I have money and time, how do I make the jump to tech? - probolsky

From the time I wake up in the morning until night, I check Hacker News, Techcruch and Engadget about 10 times.  I have about 25 ideas for apps and start-ups and I have the resources to fund ventures (low six figures) and dedicate time to feeding them.  But I don't know where to start.  And I have no tech or programming background beyond end-user enthusiasm and early adopter status.<p>I live in Irvine, CA.<p>Guidance?
======
bking
Take your ideas and try to find something similar that is already out there.
Do your research on that particular company or product to see what programs
they use and how they work. Analyze their past performance and what changes
they have made. Reach out to them to ask how they did it.

Once you have enough information on the toosl they use, go reasearch those
tools and methodologies. Find the user groups and forums. Look at how to
download and install their tools and runn through youtube and google to find
tutorials. Buy some books for the major coding platforms you are interested in
(iPhone sdk, Android, etc.) start going through the tutorial books.

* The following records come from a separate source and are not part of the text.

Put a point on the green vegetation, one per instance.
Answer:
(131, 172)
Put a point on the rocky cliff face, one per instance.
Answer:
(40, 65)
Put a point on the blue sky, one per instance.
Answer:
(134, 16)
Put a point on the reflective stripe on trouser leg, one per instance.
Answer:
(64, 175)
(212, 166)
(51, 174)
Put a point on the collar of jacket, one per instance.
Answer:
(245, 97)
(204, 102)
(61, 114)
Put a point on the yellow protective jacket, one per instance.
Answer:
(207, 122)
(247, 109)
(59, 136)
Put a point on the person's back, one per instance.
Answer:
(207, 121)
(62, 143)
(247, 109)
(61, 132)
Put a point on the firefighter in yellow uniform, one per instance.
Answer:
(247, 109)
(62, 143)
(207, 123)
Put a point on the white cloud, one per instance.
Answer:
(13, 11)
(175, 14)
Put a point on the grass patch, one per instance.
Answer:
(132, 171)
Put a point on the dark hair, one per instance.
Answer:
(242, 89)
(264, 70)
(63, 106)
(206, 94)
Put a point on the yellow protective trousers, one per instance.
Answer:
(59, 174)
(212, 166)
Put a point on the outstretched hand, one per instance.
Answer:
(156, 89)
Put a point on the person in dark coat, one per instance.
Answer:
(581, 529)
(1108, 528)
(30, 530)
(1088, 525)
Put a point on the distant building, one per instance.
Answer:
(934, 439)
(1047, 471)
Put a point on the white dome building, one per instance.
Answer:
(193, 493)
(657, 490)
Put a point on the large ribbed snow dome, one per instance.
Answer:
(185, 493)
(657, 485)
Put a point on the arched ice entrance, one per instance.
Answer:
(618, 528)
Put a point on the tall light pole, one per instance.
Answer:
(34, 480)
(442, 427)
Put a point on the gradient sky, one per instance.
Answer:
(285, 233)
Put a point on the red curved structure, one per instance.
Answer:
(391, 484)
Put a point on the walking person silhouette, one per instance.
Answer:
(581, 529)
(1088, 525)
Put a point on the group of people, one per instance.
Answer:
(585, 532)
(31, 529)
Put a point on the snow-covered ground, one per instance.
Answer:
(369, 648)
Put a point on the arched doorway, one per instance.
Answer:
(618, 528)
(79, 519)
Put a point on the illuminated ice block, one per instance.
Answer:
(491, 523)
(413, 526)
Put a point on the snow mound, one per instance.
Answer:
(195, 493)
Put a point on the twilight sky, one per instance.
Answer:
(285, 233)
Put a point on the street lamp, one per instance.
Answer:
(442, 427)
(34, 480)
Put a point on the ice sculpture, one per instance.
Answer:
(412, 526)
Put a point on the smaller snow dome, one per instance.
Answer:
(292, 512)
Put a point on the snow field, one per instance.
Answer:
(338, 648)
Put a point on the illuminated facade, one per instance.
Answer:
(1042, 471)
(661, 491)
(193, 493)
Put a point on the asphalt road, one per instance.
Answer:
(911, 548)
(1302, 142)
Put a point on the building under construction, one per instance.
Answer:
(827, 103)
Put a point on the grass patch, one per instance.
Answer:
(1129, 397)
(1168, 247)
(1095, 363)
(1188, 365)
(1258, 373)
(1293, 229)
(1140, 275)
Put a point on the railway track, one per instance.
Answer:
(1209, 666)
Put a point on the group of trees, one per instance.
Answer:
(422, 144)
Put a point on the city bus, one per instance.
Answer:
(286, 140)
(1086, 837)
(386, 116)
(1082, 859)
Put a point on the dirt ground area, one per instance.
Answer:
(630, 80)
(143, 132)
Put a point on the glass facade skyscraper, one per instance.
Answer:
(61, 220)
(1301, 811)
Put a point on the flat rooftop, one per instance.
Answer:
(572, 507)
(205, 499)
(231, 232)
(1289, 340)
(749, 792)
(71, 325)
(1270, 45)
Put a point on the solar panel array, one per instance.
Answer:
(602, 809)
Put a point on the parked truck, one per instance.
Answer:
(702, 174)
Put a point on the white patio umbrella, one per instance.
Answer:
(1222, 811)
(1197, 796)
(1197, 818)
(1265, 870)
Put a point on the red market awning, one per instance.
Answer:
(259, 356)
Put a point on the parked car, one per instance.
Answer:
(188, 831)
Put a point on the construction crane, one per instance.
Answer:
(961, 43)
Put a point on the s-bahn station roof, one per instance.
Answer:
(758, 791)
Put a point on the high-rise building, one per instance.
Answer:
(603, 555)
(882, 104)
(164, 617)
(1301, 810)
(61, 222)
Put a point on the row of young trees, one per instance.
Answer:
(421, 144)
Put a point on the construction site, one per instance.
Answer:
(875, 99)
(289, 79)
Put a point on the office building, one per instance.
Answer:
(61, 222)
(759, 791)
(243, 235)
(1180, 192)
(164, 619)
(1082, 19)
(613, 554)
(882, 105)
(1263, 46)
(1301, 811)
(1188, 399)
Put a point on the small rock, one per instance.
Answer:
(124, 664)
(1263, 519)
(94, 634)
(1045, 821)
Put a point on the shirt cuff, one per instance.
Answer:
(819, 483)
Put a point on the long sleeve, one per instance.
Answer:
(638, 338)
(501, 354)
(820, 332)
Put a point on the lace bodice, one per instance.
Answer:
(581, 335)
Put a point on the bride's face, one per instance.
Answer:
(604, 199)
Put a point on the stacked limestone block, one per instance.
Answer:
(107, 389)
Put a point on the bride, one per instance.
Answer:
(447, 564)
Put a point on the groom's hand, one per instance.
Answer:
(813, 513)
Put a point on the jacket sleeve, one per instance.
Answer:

You check tech sites way too much, so you might want to set a hard time limit
on how much time a day you spend browsing.

Make sure you "produce" something every day. Whether it is a simple table view
app or a sprite animation, have something that you can look back on at the end
of the day that works. This helps keep you moving forward, and gives you the
fulfillment of building something. You might not always build something
relevant, but it is important to do it.

That's all I have right now. Good luck!

------
basicallydan
Question: Do you have any technical friends? If so, take them out for a beer
and see what they think.

Either way, it might help to get a bit of technical experience. If you want to
start making these apps yourself, and I think that might be a good idea, think
of the simplest possible one and try making it.

This is a good article I read earlier:
[http://www.jakelevine.me/blog/2013/03/dont-learn-how-to-
code...](http://www.jakelevine.me/blog/2013/03/dont-learn-how-to-code-learn-
how-to-make-things/)

Many people have done this before you - gone from zero to coder - especially
if you have the time and motivation.

But I can tell you that this sort of thing is a lot easier if you have someone
to help you out with it or at least provide you with support and motivation.

Alternatively, if you have loads of money, you might want to hire a
professional to make you a prototype. Then, when that's done, try selling it.
When that's done, hire full-time staff to keep driving the product forward and
selling it.

But if you're looking to get involved yourself (it can be pretty fun!) in the
dev - give it a go ;)

Good luck :)

------
BryanBeshore
Hack your way in to working for a startup. Hopefully that way you will learn
what 'not to do' if you were to start a company on your own. I see this
helping in a few ways:

1) You wont blow through your (low six figures), and produce little to show.

2) Allow you to focus your 25 ideas into the 1 thing that you REALLY want to
work on.

3) Gain expertise in being a generalists/I will do anything for this to
succeed.

4) You wont feel the exact ups-and-downs of a startup founder, but you will
get a good view as to what it is like.

Besides that, when you are not getting [insert anything company founders
need], I would learn how to code in the evenings, and possibly build a simple
app or two on your own. Even if you are not going to be technical in your
startup an Engineer/Co-Founder/Investor/[Insert Name Here] will view you as
more credible and serious, not just a guy with 25 ideas.

Hope this helps.

------
kls
IF you would like, you can ping me via Skype (in my profile) and I can give
you a few pointers on where and how to get started. I enjoy talking to people
and networking with people in your position as I have found that it usually
comes back full circle in life. But it's really is going to take 30 minutes to
an hour of talking with someone who has been in the industry to really feel
out what your desires are and to set you on the right path. If your interested
in networking, I would be more than happy to give you an hour of my time to
try to help you figure out which way to go.

------
dman
Try to meet someone who complements you in terms of technical skills and is
interested and passionate about the same problems that drive you.